Dificilmente você encontrará uma mulher que não passou ou que saiba de alguma conhecida que não tenha enfrentado alguma espécie de violência, seja ela psicológica, moral, patrimonial, até mesmo física ou sexual. Acompanhei através de Aconselhamento Pastoral inúmeros casos de violência doméstica. Todos inconcebíveis e intragáveis. Pessoas que aparentemente eram bons cidadãos, extremamente sociáveis e amigáveis transformavam-se na convivência íntima em algozes agressores. Mulheres com os olhos arroxeados, faces inchadas e com dor. Lembro-me de uma mulher que levou um coice nas costas, e quebrou as costelas, ainda tendo que trabalhar com dor para sustentar seus filhos, pois não podia abandoná-los. Outra vítima de um murro na cabeça, foi parar no hospital, com traumatismo craniano. A violência mais grave que acompanhei foi de uma vítima que foi estuprada pelo pai e pelo tio por mais de dez anos, desde a sua pré-adolescência. Violência velada, fechada nos quartos, nas casas, no escuro.
O Brasil sofre uma epidemia de violência doméstica e ninguém se dá conta da gravidade da situação. Tornou-se normal. Uma sociedade ainda predominantemente patriarcal, que protege o agressor e penaliza a vítima, até mesmo nos tribunais. Até hoje tem-se dificuldade em efetivar a Lei Maria da Penha em muitos casos. Justifica-se o injustificável. “Deixa para lá, coitado, está estressado, desempregado. Ele tem a personalidade forte”.
Mais do que refletir sobre o problema é preciso agir e mudar paradigmas. Denunciar casos de abuso é importante, mas também é preciso buscar formas de efetivação plena da Lei. Não basta tocar na ferida e vê-la sangrar. É preciso limpar e passar o remédio para que sare.
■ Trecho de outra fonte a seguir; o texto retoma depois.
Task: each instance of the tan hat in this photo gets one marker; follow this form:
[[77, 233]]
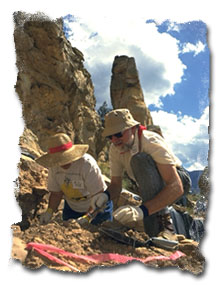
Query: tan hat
[[61, 151], [117, 121]]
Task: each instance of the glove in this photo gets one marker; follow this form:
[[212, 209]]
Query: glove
[[46, 216], [99, 200], [127, 214]]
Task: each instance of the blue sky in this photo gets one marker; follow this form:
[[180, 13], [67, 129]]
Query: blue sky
[[173, 63]]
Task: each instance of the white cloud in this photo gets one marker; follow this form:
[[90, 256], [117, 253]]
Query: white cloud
[[187, 136], [196, 49], [156, 54]]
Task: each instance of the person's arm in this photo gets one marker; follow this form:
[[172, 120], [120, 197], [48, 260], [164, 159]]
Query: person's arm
[[115, 187], [111, 193], [170, 193]]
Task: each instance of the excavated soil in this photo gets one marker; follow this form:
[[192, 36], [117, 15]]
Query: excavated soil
[[83, 240], [88, 240]]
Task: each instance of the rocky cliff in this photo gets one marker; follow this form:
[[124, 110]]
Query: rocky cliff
[[126, 91], [53, 86]]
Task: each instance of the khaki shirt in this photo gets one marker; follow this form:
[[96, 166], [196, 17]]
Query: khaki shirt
[[78, 183], [150, 143]]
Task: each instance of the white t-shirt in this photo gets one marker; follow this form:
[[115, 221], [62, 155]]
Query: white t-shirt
[[81, 181], [150, 143]]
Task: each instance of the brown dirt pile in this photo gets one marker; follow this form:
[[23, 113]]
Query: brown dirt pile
[[88, 240], [81, 240]]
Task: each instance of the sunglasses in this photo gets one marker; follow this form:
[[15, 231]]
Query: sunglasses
[[117, 135]]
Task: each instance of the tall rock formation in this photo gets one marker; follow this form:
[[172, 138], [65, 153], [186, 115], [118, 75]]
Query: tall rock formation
[[126, 91], [53, 86]]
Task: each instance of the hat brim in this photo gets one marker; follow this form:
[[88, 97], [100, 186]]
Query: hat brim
[[119, 128], [64, 157]]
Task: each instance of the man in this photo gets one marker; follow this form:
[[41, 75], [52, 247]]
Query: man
[[148, 161], [74, 175]]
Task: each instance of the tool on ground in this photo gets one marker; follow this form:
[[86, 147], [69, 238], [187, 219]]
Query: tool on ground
[[154, 241], [88, 217]]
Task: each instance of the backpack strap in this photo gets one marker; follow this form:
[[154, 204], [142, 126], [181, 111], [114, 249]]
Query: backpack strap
[[140, 131]]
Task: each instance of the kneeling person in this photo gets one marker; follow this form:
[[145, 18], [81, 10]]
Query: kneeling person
[[75, 176]]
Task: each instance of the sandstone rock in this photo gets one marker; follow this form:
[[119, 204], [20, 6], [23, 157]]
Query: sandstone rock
[[53, 86], [126, 90], [204, 182]]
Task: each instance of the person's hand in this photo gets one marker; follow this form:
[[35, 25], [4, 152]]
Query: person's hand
[[99, 200], [127, 214], [46, 216]]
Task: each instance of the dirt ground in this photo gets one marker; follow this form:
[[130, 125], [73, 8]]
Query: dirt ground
[[85, 240]]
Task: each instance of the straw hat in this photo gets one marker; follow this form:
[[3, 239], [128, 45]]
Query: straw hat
[[61, 151], [118, 121]]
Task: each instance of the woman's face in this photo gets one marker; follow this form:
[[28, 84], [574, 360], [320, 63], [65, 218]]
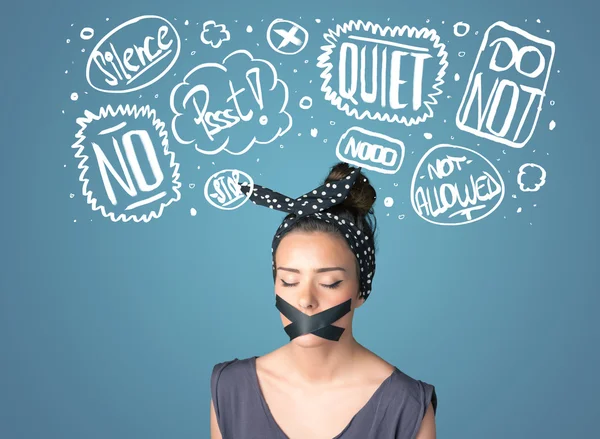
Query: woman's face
[[316, 271]]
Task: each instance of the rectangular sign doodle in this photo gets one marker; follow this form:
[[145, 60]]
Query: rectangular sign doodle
[[506, 88]]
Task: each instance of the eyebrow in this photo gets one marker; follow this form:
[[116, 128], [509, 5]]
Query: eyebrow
[[316, 270]]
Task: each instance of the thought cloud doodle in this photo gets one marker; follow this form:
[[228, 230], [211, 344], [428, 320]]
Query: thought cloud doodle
[[230, 106], [394, 73], [535, 174], [390, 74], [127, 169], [286, 37], [453, 185], [507, 86], [461, 29], [133, 55], [222, 190], [214, 34], [370, 150]]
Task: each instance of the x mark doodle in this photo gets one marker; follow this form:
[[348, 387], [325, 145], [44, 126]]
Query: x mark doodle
[[288, 37]]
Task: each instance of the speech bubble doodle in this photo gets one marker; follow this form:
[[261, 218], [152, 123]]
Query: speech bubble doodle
[[526, 169], [214, 34], [291, 37], [363, 76], [506, 52], [123, 62], [461, 29], [226, 194], [453, 182], [370, 150], [127, 170], [230, 106]]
É preciso refletir, falar sobre a violência contra a mulher, esclarecer o assunto, conscientizar a sociedade desde a mais tenra infância que isso não é normal, não é aceitável, não é certo. Mudar de atitudes e hábitos culturais estabelecidos por décadas, e isso implica numa mudança de mentalidade na busca da valorização do ser-humano, na concretização da sua dignidade, de igualdade, independente de qual seja o gênero sexual.
A pandemia da covid-19 só agravou uma situação que já era insustentável, e que precisa de medidas emergenciais, não somente do poder público, com políticas públicas de combate a violência de gênero, apoio às redes de proteção da mulher, e um maior envolvimento da sociedade civil em apoio a diretrizes e medidas em prol da proteção da mulher. A ausência de denúncia pode significar uma futura morte, mas a omissão também mata.